As long as the economic reports are questionable as they were in April, investors are likely to chose the safety of the sidelines than bet it all on the chance of a recovery. Until this decision process plays out in the markets we need to be cautious about our trades.
The Dow respected support at 12,600 but we still have a lower high I place. Until that high is broken we should remain cautious and watch for a close under the 12,600 level as confirmation of a new trend lower.
The Nasdaq rebounded slightly stronger than the other indexes but the weakness in Apple and Google still held it back. There is something wrong with both of those stocks and it could be related to lingering rebalance issues but this far into the month I doubt it. I believe a large fund or funds is rotating out of these stocks and doing it on a very casual basis to avoid depressing the prices.
The Nasdaq recovered the majority of the Wednesday loss and is still the strongest index. Watch 2825 as support and 2875 as a move over the Tuesday close.

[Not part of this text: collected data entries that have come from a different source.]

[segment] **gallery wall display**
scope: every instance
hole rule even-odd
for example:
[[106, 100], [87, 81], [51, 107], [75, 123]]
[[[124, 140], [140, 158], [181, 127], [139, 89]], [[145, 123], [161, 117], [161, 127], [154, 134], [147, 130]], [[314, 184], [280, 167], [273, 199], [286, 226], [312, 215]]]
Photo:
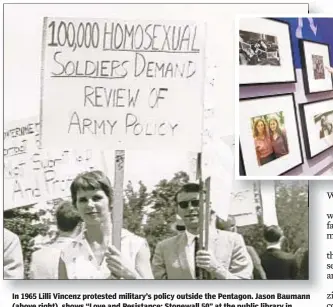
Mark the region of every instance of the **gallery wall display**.
[[308, 159], [333, 146], [333, 99], [301, 104], [300, 116]]
[[333, 163], [329, 164], [324, 170], [321, 170], [316, 176], [333, 176]]
[[240, 175], [278, 176], [303, 164], [293, 94], [239, 102]]
[[329, 45], [301, 39], [299, 49], [305, 93], [332, 91], [332, 75], [325, 69], [331, 66]]
[[239, 20], [239, 84], [296, 82], [290, 26], [267, 18]]

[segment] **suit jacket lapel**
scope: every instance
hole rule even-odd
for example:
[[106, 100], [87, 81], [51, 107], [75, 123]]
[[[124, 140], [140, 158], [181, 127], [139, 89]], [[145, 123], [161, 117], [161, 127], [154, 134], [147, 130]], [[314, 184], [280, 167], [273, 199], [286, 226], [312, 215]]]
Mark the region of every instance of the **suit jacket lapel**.
[[195, 279], [195, 276], [193, 274], [193, 270], [190, 269], [190, 265], [189, 265], [188, 260], [187, 260], [186, 250], [185, 250], [186, 244], [187, 244], [187, 237], [186, 237], [186, 234], [184, 232], [179, 236], [179, 239], [177, 241], [178, 259], [179, 259], [180, 267], [184, 271], [184, 274], [191, 275], [191, 277], [193, 279]]

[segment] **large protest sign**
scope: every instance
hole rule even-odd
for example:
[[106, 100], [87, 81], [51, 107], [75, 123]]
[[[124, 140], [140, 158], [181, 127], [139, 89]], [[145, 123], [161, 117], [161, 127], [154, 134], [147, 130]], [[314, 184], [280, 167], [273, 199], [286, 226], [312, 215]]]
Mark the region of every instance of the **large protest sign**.
[[92, 150], [41, 150], [37, 117], [14, 121], [4, 131], [4, 210], [52, 204], [70, 196], [74, 177], [104, 169], [101, 153]]
[[205, 27], [45, 18], [44, 148], [201, 151]]
[[238, 226], [258, 223], [257, 206], [260, 204], [255, 197], [255, 189], [252, 181], [233, 182], [229, 215], [235, 217]]
[[261, 181], [263, 222], [266, 226], [279, 225], [276, 213], [276, 193], [274, 181]]

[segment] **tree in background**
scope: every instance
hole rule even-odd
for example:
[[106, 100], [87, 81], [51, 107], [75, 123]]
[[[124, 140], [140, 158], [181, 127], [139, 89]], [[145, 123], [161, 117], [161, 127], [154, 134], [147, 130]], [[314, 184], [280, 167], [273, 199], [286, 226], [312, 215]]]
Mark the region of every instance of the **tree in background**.
[[151, 192], [149, 204], [151, 211], [144, 226], [145, 237], [153, 255], [156, 244], [175, 235], [171, 225], [176, 220], [174, 197], [182, 185], [189, 182], [185, 172], [178, 172], [171, 180], [161, 180]]
[[[308, 184], [303, 181], [276, 181], [276, 214], [287, 239], [285, 250], [295, 253], [308, 248]], [[263, 224], [239, 227], [246, 244], [263, 253]]]
[[[145, 237], [149, 243], [151, 255], [154, 254], [158, 242], [176, 234], [171, 228], [176, 219], [174, 196], [187, 182], [189, 182], [189, 176], [185, 172], [178, 172], [171, 180], [161, 180], [150, 193], [142, 182], [139, 182], [138, 189], [135, 189], [131, 182], [125, 188], [124, 228]], [[255, 195], [258, 195], [258, 191], [258, 187], [254, 185]], [[48, 208], [52, 211], [50, 211], [51, 214], [46, 214], [45, 211], [33, 213], [29, 207], [8, 210], [4, 213], [4, 227], [20, 237], [26, 278], [34, 247], [32, 239], [39, 235], [47, 235], [52, 225], [52, 221], [47, 216], [54, 215], [55, 206]], [[288, 239], [286, 250], [294, 253], [299, 249], [307, 249], [308, 184], [303, 181], [277, 181], [276, 210], [279, 224]], [[238, 229], [244, 236], [246, 244], [252, 245], [259, 254], [265, 250], [262, 223], [242, 226]]]
[[124, 228], [145, 237], [152, 255], [159, 241], [175, 235], [171, 229], [176, 217], [174, 196], [188, 181], [189, 176], [181, 171], [171, 180], [161, 180], [151, 193], [142, 182], [139, 182], [138, 191], [130, 181], [126, 186]]
[[21, 241], [25, 278], [29, 277], [31, 254], [34, 251], [32, 239], [37, 235], [46, 235], [50, 227], [40, 219], [43, 212], [31, 213], [29, 210], [30, 207], [23, 207], [4, 212], [4, 227], [17, 234]]
[[139, 182], [138, 191], [132, 182], [126, 186], [124, 228], [145, 237], [152, 255], [159, 241], [175, 235], [171, 229], [176, 217], [174, 196], [188, 181], [185, 172], [178, 172], [171, 180], [161, 180], [151, 193], [142, 182]]
[[284, 114], [282, 111], [277, 112], [276, 115], [278, 116], [278, 121], [280, 122], [280, 126], [284, 126]]
[[279, 181], [276, 186], [276, 210], [279, 224], [288, 239], [288, 250], [308, 248], [308, 183]]
[[140, 181], [139, 191], [135, 191], [129, 181], [125, 189], [123, 227], [139, 236], [144, 236], [143, 219], [148, 208], [147, 187]]

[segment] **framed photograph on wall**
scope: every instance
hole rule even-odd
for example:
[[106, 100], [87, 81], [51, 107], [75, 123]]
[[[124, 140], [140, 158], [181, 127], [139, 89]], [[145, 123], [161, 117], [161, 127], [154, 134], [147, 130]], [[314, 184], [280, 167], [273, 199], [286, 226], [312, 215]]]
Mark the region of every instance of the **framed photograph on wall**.
[[332, 75], [325, 69], [331, 65], [329, 45], [301, 39], [299, 49], [305, 93], [332, 91]]
[[239, 85], [296, 82], [287, 22], [239, 19]]
[[293, 94], [241, 99], [239, 125], [241, 176], [279, 176], [303, 164]]
[[333, 98], [299, 106], [304, 146], [308, 159], [333, 146]]

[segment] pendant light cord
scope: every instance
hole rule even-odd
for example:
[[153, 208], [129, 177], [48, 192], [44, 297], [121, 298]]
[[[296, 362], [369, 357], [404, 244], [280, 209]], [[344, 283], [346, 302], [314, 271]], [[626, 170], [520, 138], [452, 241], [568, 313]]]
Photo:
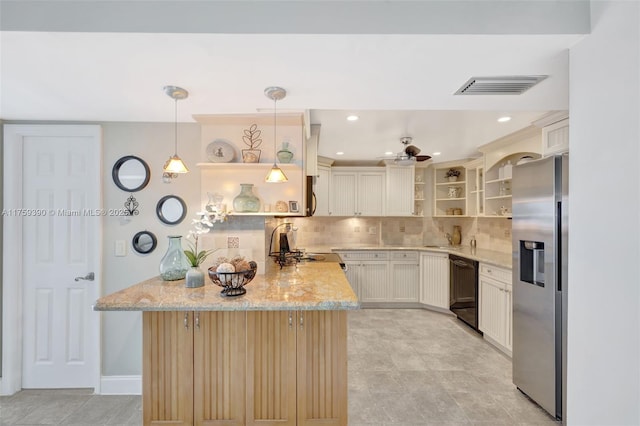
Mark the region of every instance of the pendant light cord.
[[278, 104], [278, 100], [275, 99], [275, 97], [274, 97], [274, 99], [273, 99], [273, 165], [274, 166], [276, 165], [276, 159], [278, 158], [278, 152], [277, 152], [278, 148], [276, 148], [276, 144], [278, 143], [277, 139], [276, 139], [276, 128], [277, 128], [276, 127], [276, 117], [277, 117], [276, 108], [277, 108], [277, 104]]
[[174, 145], [175, 155], [178, 156], [178, 99], [174, 99], [174, 117], [173, 117], [173, 132], [174, 132]]

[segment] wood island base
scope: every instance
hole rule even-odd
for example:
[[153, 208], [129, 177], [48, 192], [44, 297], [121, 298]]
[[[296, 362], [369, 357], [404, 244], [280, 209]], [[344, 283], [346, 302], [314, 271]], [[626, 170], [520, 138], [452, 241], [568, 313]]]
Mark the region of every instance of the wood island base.
[[143, 312], [145, 425], [347, 425], [347, 312]]

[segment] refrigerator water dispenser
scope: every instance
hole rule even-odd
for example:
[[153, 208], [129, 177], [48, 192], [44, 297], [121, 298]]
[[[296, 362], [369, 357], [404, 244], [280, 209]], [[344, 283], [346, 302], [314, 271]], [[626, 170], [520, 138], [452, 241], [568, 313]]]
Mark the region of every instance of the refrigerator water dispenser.
[[544, 287], [544, 243], [520, 240], [520, 281]]

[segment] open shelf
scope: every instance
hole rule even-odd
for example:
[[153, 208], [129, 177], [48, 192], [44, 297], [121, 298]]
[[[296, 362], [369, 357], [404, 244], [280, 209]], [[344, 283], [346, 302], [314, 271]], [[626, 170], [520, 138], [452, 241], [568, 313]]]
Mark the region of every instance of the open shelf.
[[436, 186], [464, 185], [465, 183], [467, 182], [464, 180], [457, 180], [455, 182], [438, 182]]
[[[282, 169], [294, 169], [302, 167], [296, 163], [276, 163], [278, 167]], [[223, 169], [223, 168], [258, 168], [258, 169], [270, 169], [273, 167], [273, 163], [196, 163], [196, 166], [207, 169]]]
[[508, 200], [511, 199], [511, 194], [509, 195], [497, 195], [495, 197], [485, 197], [485, 200]]

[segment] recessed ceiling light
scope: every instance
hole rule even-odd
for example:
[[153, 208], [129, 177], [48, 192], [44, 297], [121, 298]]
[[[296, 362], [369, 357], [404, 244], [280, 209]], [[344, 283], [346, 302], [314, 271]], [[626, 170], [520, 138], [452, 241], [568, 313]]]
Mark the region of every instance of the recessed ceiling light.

The Russell 2000 rebounded to close up +7 points at 847 but it remains well below the Tuesday close at 855. The same story applies here. The Russell needs to move over the Tuesday close to continue the prior trend. A failure to do this suggests support at 830 will eventually be broken.
I would urge caution on entering any new trades on Friday. The market is in a state of confusion and complicated by the volatility in the currencies and commodities. Economic reports have been less than inspiring and the latest earnings reports have been a sharp departure from the trend set by the blue chips in the first two weeks.
There are growing indications there may be some market weakness in our future ahead of the June FOMC meeting and the end of QE2. If the economic reports show a rebound from April's dip then the weakness could be minimal. If the economic dip continues it would likely prompt quite a few hedge funds to turn bearish on the market.
Patience is a virtue we should practice on Friday.
Enter passively and exit aggressively.